“PORTRAIT OF A LADY ON FIRE” BURNS IN ALL THE RIGHT WAYS

In her stirring 2019 period romance Portrait of a Lady on Fire, director Céline Sciamma tells a bittersweet tale of love and love denied. Dreamy, yet woefully disillusioned, the French film focuses on the idea of art as a means of revealing one’s true self. More specifically, it leaves the audience ruminating on the idea that passion is to art as forbidden love is to the inevitable heartbreak of reality. It’s a slow-burning, resolute account of a lesbian romance defying the expectations of the patriarchal eighteenth-century elite, one the audience knows is doomed from the beginning. With its deliberate pace, subtitles, and minimal bodice-ripping sex scenes, the film can understandably be hard to access for many period romance enthusiasts. That being said, the feelings of love and possibility that the two main characters experience together serve to capture the audience’s imagination despite knowing their fate. As such, I found myself enthralled for all of its two hours and truly appreciated this unique romance told through a female gaze.
The film opens and we meet a world-weary art teacher named Marianne as she recounts to her students, seemingly for the first time, the story behind one of her particularly striking paintings. We are swept away to the coast of 1770s Brittany, where Marianne has been commissioned to paint Héloïse, a young woman of the gentry set to marry a nobleman. Despite the patriarchal customs that define their lives, the two women experience an instant connection that is both delicate and dazzling.
Creating a female protagonist that is a diegetic storyteller and a rich character with wants, needs, and flaws, Sciamma presents a complex lesbian relationship rather than the spectacle we so often see in Hollywood. Marianne exposes the sheltered Héloïse to the beauty of art and music, brilliantly echoing the nascent excitement and wonder of a first sexual experience. The film is thoroughly erotic without relying on overly long and explicit sex scenes, à la Abdellatif Kechiche’s 2013 Blue Is The Warmest Color.
As the story unfolds, art is the mirror and the catalyst of their passion, with each thoughtful frame a masterpiece in its own right. Claire Mathon’s cinematography is nothing less than stunning, all sweeping, jagged landscapes and a moody color palette of soft blues and earth tones. The focus on the growing bond between the two women is as striking and daunting as the rugged coastline beaches upon which their first frangible connection was formed. Vibrant, painterly hues accentuate themes of art and beauty. Even the lighting is strategic, with objects, characters, and clothes appearing both shadowed and luminescent, creating a sense of surrealism.

Portrait of a Lady on Fire gives “I burn, I pine, I perish” a whole new meaning. Fire as consuming desire plays powerfully against the stark, watery backdrop. Both an agent of passion and destruction, the use of fire as a theme reminds the viewer that their passion is ever-present as well as a barely suppressed chaos. Unrealized passions burn, figuratively and literally, when they attend an all-female bonfire and Héloïse’s dress catches on fire. This is the turning point, the image that would stay with Marianne forever. With the first commissioned, parent-approved, and predictably pellucid portrait completed (and destroyed), this moment would go on to inspire the true painting of Héloïse, a portrait of a lady on fire.

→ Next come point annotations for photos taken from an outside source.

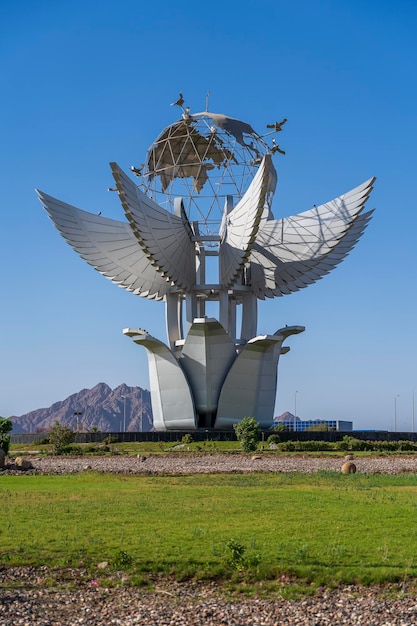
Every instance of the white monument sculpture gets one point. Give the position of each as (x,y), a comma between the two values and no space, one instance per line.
(205,192)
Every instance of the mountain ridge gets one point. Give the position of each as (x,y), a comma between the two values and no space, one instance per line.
(101,408)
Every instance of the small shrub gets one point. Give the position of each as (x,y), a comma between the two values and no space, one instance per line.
(60,437)
(274,439)
(5,427)
(236,553)
(123,560)
(41,442)
(111,439)
(247,433)
(72,450)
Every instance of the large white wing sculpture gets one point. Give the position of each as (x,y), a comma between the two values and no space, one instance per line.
(294,252)
(212,375)
(109,246)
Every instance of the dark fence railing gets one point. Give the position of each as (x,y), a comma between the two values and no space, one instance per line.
(220,435)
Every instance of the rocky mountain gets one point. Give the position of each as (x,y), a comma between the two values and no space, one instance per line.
(101,408)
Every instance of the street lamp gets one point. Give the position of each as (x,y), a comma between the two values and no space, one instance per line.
(77,414)
(395,412)
(124,413)
(295,411)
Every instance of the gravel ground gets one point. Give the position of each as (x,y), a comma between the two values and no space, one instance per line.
(177,463)
(24,600)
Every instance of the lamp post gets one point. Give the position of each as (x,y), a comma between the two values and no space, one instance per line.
(124,413)
(77,415)
(395,412)
(295,411)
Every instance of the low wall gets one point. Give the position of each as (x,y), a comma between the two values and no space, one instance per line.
(221,435)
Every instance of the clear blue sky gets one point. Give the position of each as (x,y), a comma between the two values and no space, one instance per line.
(85,83)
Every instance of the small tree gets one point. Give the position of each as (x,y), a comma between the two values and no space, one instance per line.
(60,436)
(248,433)
(5,427)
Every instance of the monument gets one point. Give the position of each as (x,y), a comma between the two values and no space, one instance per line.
(204,196)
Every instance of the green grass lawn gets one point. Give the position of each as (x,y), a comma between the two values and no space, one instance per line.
(324,528)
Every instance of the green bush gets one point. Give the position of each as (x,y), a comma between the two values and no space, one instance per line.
(274,439)
(248,433)
(5,427)
(60,437)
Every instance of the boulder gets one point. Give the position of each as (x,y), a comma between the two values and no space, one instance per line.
(23,464)
(348,468)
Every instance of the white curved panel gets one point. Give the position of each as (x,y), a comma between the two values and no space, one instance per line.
(206,358)
(171,397)
(251,384)
(109,246)
(165,237)
(291,253)
(250,387)
(240,226)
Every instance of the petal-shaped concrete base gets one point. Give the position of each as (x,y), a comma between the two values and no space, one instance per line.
(171,397)
(206,358)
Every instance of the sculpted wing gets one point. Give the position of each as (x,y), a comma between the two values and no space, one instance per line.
(164,237)
(109,246)
(294,252)
(240,226)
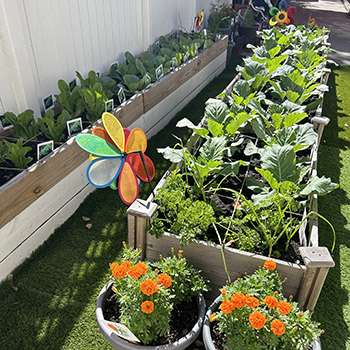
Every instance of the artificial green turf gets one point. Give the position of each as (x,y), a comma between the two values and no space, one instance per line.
(54,307)
(333,307)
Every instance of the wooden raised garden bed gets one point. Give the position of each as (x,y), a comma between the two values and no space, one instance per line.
(304,280)
(42,198)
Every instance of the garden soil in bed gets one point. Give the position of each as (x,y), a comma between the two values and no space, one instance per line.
(183,318)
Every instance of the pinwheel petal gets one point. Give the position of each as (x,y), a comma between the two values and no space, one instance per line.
(101,132)
(291,10)
(136,163)
(273,21)
(274,11)
(114,129)
(137,141)
(283,5)
(127,184)
(103,171)
(97,146)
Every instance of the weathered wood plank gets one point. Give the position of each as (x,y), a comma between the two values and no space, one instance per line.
(131,110)
(238,262)
(183,73)
(29,229)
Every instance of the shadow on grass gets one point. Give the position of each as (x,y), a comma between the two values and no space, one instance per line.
(54,307)
(330,309)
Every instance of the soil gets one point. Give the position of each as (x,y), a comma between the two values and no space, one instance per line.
(183,318)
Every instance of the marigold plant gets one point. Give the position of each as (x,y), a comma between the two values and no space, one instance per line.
(254,314)
(145,294)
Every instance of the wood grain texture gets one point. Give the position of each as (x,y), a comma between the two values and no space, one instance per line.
(28,186)
(199,254)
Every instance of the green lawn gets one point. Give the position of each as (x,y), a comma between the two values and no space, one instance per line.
(54,306)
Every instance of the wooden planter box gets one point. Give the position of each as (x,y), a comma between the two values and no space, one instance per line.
(304,281)
(43,197)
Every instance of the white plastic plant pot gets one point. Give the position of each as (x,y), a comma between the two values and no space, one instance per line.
(122,344)
(207,339)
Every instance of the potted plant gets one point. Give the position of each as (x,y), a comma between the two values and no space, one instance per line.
(220,19)
(252,313)
(152,303)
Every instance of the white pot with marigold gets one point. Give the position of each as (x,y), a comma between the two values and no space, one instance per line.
(253,314)
(151,305)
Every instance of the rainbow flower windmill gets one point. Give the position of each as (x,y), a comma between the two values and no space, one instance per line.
(117,158)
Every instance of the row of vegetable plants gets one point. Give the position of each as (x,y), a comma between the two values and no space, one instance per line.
(246,180)
(80,105)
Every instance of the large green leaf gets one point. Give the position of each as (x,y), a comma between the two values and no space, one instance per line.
(217,111)
(319,186)
(213,148)
(237,123)
(280,161)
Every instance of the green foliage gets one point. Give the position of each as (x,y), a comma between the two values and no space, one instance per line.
(239,325)
(3,151)
(17,153)
(186,280)
(183,215)
(172,282)
(52,129)
(70,101)
(24,124)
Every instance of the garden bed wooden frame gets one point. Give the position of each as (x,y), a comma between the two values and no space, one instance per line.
(43,197)
(304,281)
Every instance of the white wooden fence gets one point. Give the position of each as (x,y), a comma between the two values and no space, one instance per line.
(42,41)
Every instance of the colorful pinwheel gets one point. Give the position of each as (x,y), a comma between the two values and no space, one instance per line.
(117,153)
(282,14)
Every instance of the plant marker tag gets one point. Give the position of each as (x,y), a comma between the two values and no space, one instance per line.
(159,72)
(186,57)
(74,126)
(121,95)
(148,80)
(217,37)
(44,148)
(48,102)
(109,105)
(121,330)
(72,85)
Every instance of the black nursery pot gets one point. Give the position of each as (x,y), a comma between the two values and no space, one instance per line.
(122,344)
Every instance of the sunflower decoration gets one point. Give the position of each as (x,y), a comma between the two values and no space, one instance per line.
(117,158)
(199,20)
(282,15)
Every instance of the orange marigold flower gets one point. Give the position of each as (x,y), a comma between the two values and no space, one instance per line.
(164,280)
(227,306)
(223,292)
(113,265)
(270,265)
(284,308)
(212,317)
(119,271)
(126,264)
(134,272)
(253,302)
(257,320)
(239,300)
(147,307)
(149,287)
(278,327)
(142,267)
(270,301)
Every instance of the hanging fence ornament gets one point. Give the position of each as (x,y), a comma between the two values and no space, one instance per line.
(117,158)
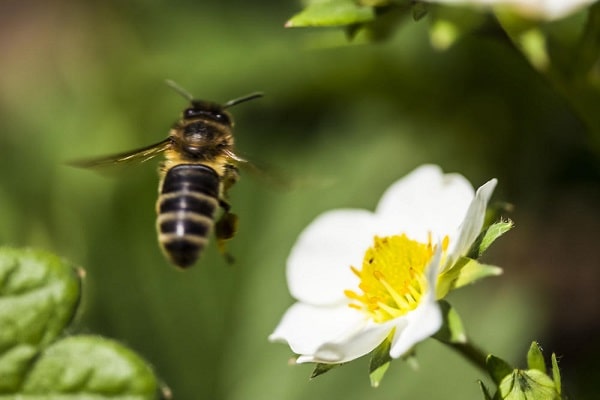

When the tension breaks and the women finally acknowledge their feelings, the viewer feels their relief; it is the climax of the film in more ways than one. Of course, in keeping with its realisticness, their happiness is short-lived. Yet I found the film’s end to be tinged in hope and love, and it left me distinctly satisfied. I was reminded of Luca Guadagnino ’s Call Me By Your Name and Jane Campion’s The Piano, both of which examine themes of pining and love denied. With the former’s tragic theme of societally forbidden love and the latter’s aesthetic and stormy female desire, Portrait of a Lady on Fire sits perfectly in between them. However, part of what makes this film wholly unique is that it does not focus on the forces that draw the lovers apart from each other the way that other movies of its ilk might. Rather, it lingers on the idea of love briefly experienced.
Noémie Merlant and Adèle Haenel’s powerful and nuanced performances lend the film the intensity it needs to make their sexual tension an unseen, third main character. Sciamma hones in on this tension throughout the film, not only between the two characters, but between the characters and the audience, the voyeurs of this real and intimate relationship. Indeed, tension and self-denial dictate the way the movie was made to its very bones. Portrait of a Lady on Fire is an astounding exercise in restraint, with limited dialogue and sparing music used only in pointed moments of art and passion. In what she doesn’t show, in what the characters don’t say, Sciamma paints a picture much like Marianne’s– a picture of sorrow and passion, but also of feminine strength and resilience.